The first frost of fall calls the end of your homegrown tomato season; yet often the tomato plants are loaded with fruits. Fortunately, you can harvest and ripen the green tomatoes with this simple method and enjoy tomatoes for several more weeks.
When the first frost is predicted, harvest the developed fruits. Discard any blighted or cracked tomatoes and forgo the smaller undeveloped fruits.
Gently arrange in a box or bin, no more than two deep.
Place an apple in the bin. Apples emit ethylene gas, which will hasten the tomato ripening process. Commercial tomato growers use ethylene gas to ripen grocery store tomatoes.
Cover loosely with newspaper or a grocery bag. This will help keep the ethylene gas in the bin. Do not use plastic as this will encourage mold.
Place the bin out of the sunlight in a space with normal room temperature. Tomatoes stored in a cool basement, root cellar, or porch will ripen slower than a warmer room.
Check daily and remove any tomatoes that begin to shrivel or show rot. Not every tomato can be saved. Transfer ripened tomatoes to your kitchen and complete the ripening on your counter.

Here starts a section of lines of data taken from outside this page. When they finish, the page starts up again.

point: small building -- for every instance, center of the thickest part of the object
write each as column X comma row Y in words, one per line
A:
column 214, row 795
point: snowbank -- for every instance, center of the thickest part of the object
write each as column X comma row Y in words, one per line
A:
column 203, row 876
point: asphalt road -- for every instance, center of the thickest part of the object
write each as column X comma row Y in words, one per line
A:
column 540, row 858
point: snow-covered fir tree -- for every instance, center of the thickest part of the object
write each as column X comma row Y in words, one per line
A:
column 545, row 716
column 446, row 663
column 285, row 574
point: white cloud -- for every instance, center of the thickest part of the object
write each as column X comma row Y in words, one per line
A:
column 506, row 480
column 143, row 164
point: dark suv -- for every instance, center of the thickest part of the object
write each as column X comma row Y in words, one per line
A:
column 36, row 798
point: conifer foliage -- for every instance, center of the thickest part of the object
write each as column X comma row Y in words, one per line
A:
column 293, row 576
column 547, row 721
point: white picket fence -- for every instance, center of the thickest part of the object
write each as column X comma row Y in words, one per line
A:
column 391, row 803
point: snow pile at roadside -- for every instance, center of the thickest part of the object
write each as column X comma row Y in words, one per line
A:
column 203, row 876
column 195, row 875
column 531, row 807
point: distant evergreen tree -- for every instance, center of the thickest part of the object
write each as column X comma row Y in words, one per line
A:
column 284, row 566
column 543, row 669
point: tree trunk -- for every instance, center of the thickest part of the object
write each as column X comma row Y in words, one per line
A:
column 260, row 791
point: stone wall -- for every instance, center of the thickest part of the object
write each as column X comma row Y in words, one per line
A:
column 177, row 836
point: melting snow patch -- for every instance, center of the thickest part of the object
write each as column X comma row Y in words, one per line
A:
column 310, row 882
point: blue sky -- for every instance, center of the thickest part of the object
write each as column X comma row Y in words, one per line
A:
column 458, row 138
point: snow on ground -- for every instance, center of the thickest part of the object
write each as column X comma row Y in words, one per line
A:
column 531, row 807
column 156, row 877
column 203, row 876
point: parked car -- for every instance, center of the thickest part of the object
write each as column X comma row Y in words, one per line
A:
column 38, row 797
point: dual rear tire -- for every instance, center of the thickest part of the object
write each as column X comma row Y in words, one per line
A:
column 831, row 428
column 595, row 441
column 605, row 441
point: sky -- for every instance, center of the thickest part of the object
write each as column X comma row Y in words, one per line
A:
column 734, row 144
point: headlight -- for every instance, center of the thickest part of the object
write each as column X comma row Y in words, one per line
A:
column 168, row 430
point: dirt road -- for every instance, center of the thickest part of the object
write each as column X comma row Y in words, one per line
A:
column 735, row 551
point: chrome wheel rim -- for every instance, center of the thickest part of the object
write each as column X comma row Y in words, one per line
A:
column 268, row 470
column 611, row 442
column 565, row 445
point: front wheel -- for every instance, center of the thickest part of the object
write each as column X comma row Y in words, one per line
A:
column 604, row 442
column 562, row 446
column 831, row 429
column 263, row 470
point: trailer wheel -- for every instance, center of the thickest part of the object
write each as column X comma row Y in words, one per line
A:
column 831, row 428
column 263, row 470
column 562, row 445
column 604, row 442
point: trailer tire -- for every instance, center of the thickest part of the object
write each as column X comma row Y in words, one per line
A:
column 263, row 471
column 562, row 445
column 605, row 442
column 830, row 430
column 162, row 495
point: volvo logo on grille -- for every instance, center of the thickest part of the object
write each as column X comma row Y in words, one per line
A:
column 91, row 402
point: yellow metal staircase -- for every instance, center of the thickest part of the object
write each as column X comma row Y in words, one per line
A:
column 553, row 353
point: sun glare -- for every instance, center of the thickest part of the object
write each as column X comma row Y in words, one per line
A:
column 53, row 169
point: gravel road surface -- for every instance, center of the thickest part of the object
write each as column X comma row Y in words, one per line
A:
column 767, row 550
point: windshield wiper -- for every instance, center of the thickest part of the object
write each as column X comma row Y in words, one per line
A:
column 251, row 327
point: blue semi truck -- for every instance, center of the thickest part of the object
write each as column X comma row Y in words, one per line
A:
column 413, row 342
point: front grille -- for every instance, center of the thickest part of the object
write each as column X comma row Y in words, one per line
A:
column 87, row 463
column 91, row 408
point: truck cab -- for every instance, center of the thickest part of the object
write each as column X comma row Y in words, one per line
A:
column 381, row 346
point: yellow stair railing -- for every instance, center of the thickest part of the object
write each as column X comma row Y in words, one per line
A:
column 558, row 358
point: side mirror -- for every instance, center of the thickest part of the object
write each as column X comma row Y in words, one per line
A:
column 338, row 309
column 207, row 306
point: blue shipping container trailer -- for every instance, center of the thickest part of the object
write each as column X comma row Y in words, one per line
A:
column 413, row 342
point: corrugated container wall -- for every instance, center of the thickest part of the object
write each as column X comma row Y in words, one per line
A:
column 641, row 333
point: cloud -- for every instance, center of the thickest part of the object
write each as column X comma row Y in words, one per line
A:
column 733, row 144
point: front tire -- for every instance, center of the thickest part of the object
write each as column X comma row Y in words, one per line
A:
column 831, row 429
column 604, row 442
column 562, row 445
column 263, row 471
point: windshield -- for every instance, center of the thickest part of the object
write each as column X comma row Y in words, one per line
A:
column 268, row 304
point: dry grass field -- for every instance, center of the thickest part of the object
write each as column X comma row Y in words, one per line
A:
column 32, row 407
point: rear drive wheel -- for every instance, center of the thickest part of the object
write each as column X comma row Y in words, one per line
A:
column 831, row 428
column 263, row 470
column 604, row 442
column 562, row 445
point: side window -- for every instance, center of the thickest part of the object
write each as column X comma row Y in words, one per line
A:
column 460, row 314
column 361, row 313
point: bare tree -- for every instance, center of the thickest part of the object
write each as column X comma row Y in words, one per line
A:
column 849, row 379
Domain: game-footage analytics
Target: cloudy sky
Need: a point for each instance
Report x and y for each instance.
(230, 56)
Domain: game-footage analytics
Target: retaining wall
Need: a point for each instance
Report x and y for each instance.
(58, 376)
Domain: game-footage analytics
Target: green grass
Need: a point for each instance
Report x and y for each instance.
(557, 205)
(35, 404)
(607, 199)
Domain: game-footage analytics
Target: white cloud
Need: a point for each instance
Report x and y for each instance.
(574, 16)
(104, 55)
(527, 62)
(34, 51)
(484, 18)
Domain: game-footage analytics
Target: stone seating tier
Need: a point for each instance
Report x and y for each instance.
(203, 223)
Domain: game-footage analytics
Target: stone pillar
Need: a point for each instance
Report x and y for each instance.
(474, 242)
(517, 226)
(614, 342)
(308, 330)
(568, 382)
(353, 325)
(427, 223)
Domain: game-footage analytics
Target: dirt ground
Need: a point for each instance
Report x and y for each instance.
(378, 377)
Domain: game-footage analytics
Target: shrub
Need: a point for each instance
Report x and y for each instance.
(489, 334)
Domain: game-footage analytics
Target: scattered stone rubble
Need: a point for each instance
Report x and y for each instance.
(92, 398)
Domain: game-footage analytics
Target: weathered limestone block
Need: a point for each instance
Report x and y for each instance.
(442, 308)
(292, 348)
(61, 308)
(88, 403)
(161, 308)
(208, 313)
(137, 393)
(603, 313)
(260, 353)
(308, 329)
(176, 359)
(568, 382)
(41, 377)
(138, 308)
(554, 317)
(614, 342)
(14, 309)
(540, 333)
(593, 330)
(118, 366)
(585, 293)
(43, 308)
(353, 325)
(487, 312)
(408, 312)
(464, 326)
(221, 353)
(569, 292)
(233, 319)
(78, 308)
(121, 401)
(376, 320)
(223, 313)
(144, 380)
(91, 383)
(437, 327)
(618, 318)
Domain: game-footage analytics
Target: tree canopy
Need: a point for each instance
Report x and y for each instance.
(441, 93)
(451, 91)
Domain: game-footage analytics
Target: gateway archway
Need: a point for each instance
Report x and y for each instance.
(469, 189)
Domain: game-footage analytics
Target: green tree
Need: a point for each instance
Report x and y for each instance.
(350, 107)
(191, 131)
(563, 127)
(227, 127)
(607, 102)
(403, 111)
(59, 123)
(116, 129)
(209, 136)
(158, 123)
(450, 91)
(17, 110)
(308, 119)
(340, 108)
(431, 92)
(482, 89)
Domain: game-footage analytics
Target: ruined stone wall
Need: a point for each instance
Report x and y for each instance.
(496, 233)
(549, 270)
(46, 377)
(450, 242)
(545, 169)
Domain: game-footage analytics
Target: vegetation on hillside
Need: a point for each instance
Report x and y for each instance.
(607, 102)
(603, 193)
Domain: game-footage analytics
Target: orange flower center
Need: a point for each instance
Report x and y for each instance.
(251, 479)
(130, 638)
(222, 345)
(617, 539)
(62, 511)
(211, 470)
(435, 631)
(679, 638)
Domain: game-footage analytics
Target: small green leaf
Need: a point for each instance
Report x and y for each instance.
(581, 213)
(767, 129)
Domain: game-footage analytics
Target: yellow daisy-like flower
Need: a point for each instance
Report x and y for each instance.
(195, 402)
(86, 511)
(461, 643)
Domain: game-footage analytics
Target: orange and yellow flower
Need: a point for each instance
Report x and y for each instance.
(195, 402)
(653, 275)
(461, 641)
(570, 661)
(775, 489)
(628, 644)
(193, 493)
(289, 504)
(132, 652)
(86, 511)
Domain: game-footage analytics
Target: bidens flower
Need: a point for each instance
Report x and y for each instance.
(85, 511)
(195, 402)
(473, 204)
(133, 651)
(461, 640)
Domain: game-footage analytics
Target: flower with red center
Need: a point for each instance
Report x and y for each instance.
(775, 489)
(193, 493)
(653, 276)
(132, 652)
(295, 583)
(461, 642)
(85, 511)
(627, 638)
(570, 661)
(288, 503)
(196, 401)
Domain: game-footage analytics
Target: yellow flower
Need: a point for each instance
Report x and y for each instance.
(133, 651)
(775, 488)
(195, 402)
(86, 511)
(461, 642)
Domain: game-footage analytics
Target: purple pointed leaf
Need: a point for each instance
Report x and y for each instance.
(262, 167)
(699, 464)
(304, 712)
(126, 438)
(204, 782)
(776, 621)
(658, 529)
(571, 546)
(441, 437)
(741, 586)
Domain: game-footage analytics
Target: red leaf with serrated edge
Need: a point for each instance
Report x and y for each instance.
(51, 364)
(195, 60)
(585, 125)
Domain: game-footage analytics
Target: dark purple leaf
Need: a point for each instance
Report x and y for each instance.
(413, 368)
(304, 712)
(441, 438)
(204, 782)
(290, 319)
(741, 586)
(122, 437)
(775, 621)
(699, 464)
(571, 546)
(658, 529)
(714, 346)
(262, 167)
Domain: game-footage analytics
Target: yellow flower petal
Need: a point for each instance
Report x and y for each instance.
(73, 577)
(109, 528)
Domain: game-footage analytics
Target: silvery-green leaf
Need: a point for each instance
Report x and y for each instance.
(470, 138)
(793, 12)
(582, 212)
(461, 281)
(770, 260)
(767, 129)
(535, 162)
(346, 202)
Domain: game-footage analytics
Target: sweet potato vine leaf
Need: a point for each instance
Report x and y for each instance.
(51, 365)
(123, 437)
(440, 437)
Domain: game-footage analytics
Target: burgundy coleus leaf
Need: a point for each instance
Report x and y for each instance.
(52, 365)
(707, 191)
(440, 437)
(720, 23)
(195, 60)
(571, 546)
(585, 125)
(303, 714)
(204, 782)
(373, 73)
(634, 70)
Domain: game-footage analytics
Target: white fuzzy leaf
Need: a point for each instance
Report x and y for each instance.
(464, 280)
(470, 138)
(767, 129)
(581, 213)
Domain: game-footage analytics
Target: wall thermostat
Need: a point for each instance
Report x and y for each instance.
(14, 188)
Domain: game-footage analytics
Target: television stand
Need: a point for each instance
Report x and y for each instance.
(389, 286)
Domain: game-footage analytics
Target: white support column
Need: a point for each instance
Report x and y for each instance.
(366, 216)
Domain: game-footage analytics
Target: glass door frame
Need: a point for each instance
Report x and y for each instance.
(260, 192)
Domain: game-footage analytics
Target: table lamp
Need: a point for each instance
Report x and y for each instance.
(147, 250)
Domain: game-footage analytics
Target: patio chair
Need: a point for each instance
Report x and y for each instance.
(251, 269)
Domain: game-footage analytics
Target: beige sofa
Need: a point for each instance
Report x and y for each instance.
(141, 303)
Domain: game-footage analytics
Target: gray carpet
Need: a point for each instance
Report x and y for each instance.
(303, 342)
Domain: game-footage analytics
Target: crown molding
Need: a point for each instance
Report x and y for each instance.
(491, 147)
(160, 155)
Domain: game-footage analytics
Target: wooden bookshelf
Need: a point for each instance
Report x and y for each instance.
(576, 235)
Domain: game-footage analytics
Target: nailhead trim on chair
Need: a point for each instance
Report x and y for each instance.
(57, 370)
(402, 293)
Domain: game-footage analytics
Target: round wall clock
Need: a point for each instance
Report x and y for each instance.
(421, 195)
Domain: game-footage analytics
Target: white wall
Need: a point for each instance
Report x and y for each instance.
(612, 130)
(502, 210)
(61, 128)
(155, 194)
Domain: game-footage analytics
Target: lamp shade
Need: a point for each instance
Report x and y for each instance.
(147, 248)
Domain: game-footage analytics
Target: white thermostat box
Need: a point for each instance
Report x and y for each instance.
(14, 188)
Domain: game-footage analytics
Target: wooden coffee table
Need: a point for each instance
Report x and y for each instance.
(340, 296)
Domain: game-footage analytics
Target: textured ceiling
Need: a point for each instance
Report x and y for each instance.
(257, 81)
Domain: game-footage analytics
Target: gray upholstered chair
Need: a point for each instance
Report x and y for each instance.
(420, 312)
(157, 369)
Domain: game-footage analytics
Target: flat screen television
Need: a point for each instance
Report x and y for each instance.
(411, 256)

Monitor the weather news to determine when the first frost is expected in your area. If the weather predicts a light frost at 32 or 31 degrees with warmer weather following, you can place a blanket over the plants and harvest another day. If there is a continued cold spell, it is best to call the season done. Tomatoes cannot survive frost and will not continue to ripen when it is 35 degrees outside.
Not all young fruits will successfully ripen. Discard or use in a green tomato recipe.